Detto questo, oltre alle imboscate di Italia Viva, emergono in questa vicenda anche altri dissidi meno visibili ma molto profondi: il Pd genovese, per dire, ha provato fino all’ultimo, quasi incredibilmente, ad opporsi con ogni mezzo al suo segretario sulla scelta di Sansa.
E altri dissensi sono emersi ieri nella riunione-fiume del Consiglio dei ministri sulla vicenda delle concessioni di Autostrade. Da un lato operava l’asse tra Zingaretti e il premier Giuseppe Conte (favorevoli alla linea più dura), dall’altro il vasto fronte degli scettici che, oltre alla capogruppo di Italia Viva Teresa Bellanova (come volevasi dimostrare), poteva contare anche su diversi renziani del Pd, e persino su Dario Franceschini e su alcuni uomini a lui vicini.
Conte e Zingaretti sembrano convinti di dover imprimere un cambio di marcia, proprio a partire dalla vicenda di Atlantia. Mentre Franceschini – in queste ore – sembra più preoccupato di un equilibrio per così dire “conservativo”, per non turbare i rapporti di forza strutturati durante il Covid.

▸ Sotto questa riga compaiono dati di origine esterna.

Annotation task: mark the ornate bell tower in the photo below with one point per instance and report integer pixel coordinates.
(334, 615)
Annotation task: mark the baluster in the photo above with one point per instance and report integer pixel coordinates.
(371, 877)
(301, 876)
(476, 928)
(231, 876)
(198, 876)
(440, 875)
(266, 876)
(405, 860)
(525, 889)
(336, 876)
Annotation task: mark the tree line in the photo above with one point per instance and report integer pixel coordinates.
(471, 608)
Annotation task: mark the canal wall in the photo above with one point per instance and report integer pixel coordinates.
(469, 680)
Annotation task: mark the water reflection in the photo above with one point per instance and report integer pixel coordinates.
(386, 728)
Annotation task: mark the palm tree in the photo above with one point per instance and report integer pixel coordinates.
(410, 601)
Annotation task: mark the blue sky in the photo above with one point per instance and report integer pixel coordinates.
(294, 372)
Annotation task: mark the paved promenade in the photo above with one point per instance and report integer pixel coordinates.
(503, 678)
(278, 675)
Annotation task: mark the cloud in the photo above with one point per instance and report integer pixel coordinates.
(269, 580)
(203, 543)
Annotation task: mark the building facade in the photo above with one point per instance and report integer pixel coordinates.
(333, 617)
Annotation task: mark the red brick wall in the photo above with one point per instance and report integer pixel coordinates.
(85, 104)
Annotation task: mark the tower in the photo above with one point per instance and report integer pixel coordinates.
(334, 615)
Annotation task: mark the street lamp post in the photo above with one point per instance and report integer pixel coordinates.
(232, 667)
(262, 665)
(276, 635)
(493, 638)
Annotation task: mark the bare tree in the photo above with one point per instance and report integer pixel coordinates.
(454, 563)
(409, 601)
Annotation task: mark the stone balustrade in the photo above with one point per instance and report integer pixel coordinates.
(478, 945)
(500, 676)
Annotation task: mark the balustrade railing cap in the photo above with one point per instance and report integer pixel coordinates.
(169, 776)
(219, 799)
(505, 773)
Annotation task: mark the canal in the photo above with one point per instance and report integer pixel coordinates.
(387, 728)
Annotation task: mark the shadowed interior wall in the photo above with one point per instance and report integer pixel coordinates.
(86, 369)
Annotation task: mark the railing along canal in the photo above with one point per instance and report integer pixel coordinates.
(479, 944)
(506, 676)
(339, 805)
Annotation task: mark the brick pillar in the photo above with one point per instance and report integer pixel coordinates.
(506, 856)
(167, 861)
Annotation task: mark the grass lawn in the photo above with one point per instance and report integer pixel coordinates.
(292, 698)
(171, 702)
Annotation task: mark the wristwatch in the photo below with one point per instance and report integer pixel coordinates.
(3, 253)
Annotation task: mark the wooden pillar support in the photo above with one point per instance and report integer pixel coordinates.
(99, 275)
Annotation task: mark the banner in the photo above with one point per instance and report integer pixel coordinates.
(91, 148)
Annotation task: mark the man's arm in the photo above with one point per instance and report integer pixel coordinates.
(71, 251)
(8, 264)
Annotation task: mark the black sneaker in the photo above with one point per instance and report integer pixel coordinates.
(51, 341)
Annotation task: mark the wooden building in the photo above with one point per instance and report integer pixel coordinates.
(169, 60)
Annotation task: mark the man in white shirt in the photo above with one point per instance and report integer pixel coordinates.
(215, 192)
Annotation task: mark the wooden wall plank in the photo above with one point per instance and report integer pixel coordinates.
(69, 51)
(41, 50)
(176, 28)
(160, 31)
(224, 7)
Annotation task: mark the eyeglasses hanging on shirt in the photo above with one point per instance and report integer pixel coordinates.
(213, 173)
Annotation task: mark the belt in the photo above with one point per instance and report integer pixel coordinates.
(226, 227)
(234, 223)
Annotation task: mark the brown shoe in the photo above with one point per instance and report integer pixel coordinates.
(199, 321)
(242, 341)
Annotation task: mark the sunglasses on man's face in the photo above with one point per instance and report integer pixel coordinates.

Ma dietro questa divisione tra chi vuole il cambio di passo e chi non vuole farlo, ci sono anche le grandi manovre che si agitano fuori dal perimetro del parlamento. Carlo Calenda, l’unico che non nasconde questo intento lo spiega così: “Se Forza Italia entrasse dentro il governo si otterrebbe un risultato perfetto. Perché si spaccherebbe il Movimento 5 Stelle tra le due anime del Movimento, una parte uscirebbe fuori e andrebbe all’opposizione, e persone come me si ritroverebbero al centro di un nuovo equilibrio di coalizione tra ex M5s riformisti, Pd e i soccorritori azzurri”.
Ipotesi? Mica tanto, se è vero che a favore di questo terremoto si iscrivono i pareri favorevoli (e pesanti) di opinion leader importanti come Romano Prodi e Carlo De Benedetti. Uomini che non controllano eserciti, ma che influenzano i media e l’elettorato vasto della sinistra.
Il governo Conte, tuttavia, al di là dei sogni neo-inciucisti, porta a casa un risultato importante su Atlantia: i Benetton per salvare la quota accettano di scendere al 10% e di perdere ogni controllo esecutivo. Un risultato impensabile, anche solo un mese fa. Ma saranno abbastanza lucidi da farlo avvertire ai loro elettori come un successo?